This Side of Paradise was Fitzgerald's first novel and was published when he was twenty-three. You don't need to check the flap copy for these details; they are self-evident within the book itself, which reads like every novel written by an infant author. Fitzgerald clearly believes he has hard-won artistic truths to impart to his audience, but he is not old enough to know any artistic truths worth knowing. Baby-faced Fitzgerald lacks a crucial level of critical distance from his equally baby-faced protagonist, and the protagonist's concluding epiphanies come off as tinny, facile, and unearned. In contrast, the first half of the book, dealing with the adolescent Amory, evidences a more dispassionate eye: young Amory is an autobiographical sketch drawn with both bile and compassion, and his natural egotism is shot through with self-loathing. ( )
  proustbot | Jun 19, 2023 |
Too much work. The poetry, and a play script section substituted for the narrative. I read it in a sense of obligation to Minnesota authors, including Sinclair Lewis, Bob Dylan, Garrison Keillor, Robert Bly, and by adoption Louise Erdrich. I pondered including this in my collection of Unfinished books.

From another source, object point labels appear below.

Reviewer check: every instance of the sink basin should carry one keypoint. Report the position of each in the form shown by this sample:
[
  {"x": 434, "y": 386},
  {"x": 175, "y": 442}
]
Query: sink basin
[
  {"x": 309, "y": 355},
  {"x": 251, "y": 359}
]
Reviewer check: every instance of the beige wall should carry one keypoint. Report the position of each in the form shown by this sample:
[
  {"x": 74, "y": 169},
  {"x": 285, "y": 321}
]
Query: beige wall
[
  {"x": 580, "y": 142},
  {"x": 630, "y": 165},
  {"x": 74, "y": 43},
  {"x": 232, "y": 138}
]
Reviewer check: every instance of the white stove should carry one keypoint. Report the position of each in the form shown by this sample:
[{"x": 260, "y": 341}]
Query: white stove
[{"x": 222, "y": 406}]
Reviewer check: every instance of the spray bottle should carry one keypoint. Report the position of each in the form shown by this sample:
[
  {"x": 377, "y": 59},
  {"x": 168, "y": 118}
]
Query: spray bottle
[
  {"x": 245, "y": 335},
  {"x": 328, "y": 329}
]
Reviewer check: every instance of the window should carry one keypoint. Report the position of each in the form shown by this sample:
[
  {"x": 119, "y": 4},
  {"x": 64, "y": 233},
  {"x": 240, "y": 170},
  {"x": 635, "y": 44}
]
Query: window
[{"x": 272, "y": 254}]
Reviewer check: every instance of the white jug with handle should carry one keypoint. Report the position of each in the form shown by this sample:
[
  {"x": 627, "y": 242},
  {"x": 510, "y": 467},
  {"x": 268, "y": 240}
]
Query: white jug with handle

But it saved it's reputation for me with these quotes:


'Here now', said the big man, 'you'll have to admit that the labouring man is certainly highly paid -- five- and six-hour days -- it's ridiculous. You can't buy an honest day's work from an man in the trades unions.'

'You've brought it on yourselves,' insisted Amory, 'You people never make concessions until they're wrung out of you'.

'What People?'

'Your class; the class I belonged to until recently; those who by inheritance or industry or brains or dishonesty have become the moneyed class.' ( )
  applemcg | Apr 26, 2023 |
Thank god that's over. ( )
  Chris.Wolak | Oct 13, 2022 |
A major theme in the novel is the disillusionment, or disappointment one feels as one grows older.
  laibasaleem | Sep 12, 2022 |
I actually liked this novel quite a bit. It's not as good as The Great Gatsby, but it's worth the read if you enjoyed Fitzgerald's writing style. This Side of Paradise is his first novel originally published in 1920 and like his other works it's semiautobiographical. Yet this isn't much like The Great Gatsby. I would like to compare the two, but there isn't much to compare.

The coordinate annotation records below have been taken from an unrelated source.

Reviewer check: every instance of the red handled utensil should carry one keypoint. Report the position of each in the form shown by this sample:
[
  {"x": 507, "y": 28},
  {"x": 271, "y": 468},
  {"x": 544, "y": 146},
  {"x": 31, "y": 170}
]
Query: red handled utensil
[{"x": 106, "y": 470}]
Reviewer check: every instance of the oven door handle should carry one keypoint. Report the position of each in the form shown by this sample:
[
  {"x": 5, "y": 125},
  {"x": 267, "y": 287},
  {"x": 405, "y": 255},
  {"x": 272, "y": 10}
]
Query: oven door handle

I really like how Fitzgerald writes his characters. He gives them unique names (like Amory Blaine) and he has good character development. Maybe it's because they are based on real people, but they make great book characters. He really does capture what it's like to be an American with his characters too. We are mostly laid back, in need of having a good time, and we are always looking for a better life. In my opinion, Fitzgerald's characters are still contemporary compared to other authors of his time.

The first half of this novel was my favorite part. It's all about watching a boy become a man. Maybe I'm being biases with liking this part cause almost any man can relate to Amory. He might not be a likeable character, but I'll admit I care about my looks and who I am socially a lot of times. I think most men are a little egotistical with things we do during the day when you really stop and think about it all.

I didn't really care for the second part of the novel though. That's when it got a little boring for me and talk a little to much about politics of the time. The second part you might need footnotes or something to know what they are referencing. There is a part Amory is list a few authors he dislikes from that times and I only knew a couple. That was a funny part to read because he was saying how they are good writers, but none of them have actually wrote anything good. Here you got me from the 21st century not knowing these authors.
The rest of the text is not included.